As cadernetas foram traduzidas pelo ACNUR e trazem informações sobre a unidade básica de saúde de referência para o usuário, de acordo com seu local de residência. Além disso, a publicação possibilita um controle dos agendamentos e consultas realizadas e inclui uma seção sobre os direitos do cidadão, esclarecendo que todos os refugiados e solicitantes de refúgio podem acessar o Sistema Único de Saúde (SUS) de forma integral, universal e gratuita.

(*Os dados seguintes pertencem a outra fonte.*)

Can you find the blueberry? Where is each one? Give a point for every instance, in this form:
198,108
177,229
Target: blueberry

Para celebrar esse lançamento, a Cáritas RJ e a Secretaria Municipal realizaram uma Feira de Saúde para refugiados e solicitantes de refúgio em que foram oferecidas orientação sobre a rede de referência para atendimento de saúde, vacinação e orientações sobre saúde bucal e saúde reprodutiva. Cerca de 70 pessoas foram atendidas pelas equipes da secretaria ao longo do dia e todos os participantes receberam o cartão do SUS.

“A atenção primária à saúde no Brasil é organizada de acordo com o território. Nós fizemos a tradução da caderneta do usuário para que as pessoas que precisam de atendimento possam saber qual é a unidade de atenção primária mais próxima de suas casas. Apresentamos também o ‘Onde Ser Atendido’, uma ferramenta on-line em que você coloca o seu endereço e é informado sobre a sua unidade de referência, seu médico, seu enfermeiro e seu agente comunitário”, explicou Fabiane Minozzo, assessora técnica da Superintendência de Atenção Primária da SMS.

“Sabemos que a questão da tradução é importante porque a linguagem é a primeira barreira que os refugiados enfrentam para compreender como funciona a estrutura de saúde. Muitos deles não entendem que o SUS é universal”, complementou Débora Teixeira, também assessora técnica da Superintendência da SMS.